I happened across those photos from King Island some months later in a reflective moment, flicking through each image on my phone. I decided to upload the photos to my computer to see what they looked like in a larger scale.


It was at that moment that I realised the power of these miniature landscapes. They were all the elements I loved in an image. The subtle colours of greens, greys, earthen browns, bright yellows and pinks. Thick lines weaving through bold sensual shapes, light flooding across what looked like miniature hills and fast running streams of silver lines. The curve of a woman’s back against the gentle softness of a field of mottled green leaves and sun-bleached coral.


There was a story to tell in these landscapes. But the photographs were only the starting point.


After creating some small pieces, the idea came to use those photos from King Island as a basis for a series of works. I went back to the photos and began looking at sections of the images to draw from for the final miniature landscapes. I realised that I still had my skills after so many years of not being practised.
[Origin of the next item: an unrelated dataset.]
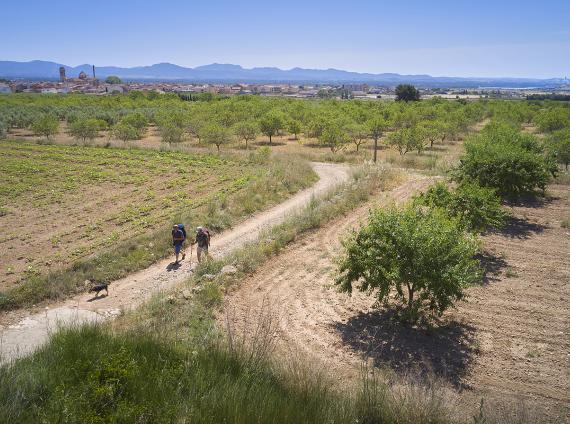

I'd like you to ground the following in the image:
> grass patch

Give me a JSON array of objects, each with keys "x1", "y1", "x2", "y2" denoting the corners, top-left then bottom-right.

This was an incredibly exciting personal moment. Many people talk about ‘being in the flow’. This applies to all areas of life, not just artistic ones. A good friend of ours only told us recently that he feels that flow when he is transversing across some challenging wilderness on his mountain bike.


I have been lucky to find my flow as an artist. Although I have transversed through difficult emotions and deep sadness to get to this point, the real heart of the matter is that I am on my way and sharing this story with others.


It was my Uncle who some months later after Dad’s death told me why Dad had chosen King Island as his place to return. He told me Dad felt at peace to be exactly who he was and not as others knew him in his professional life. King Island was where he could rest his mind, slow down his journey and take time to reflect.


Dad’s final words of wisdom were; “life is meaningless without death.”

Thanks Dad for sending me in a new and wonderful direction.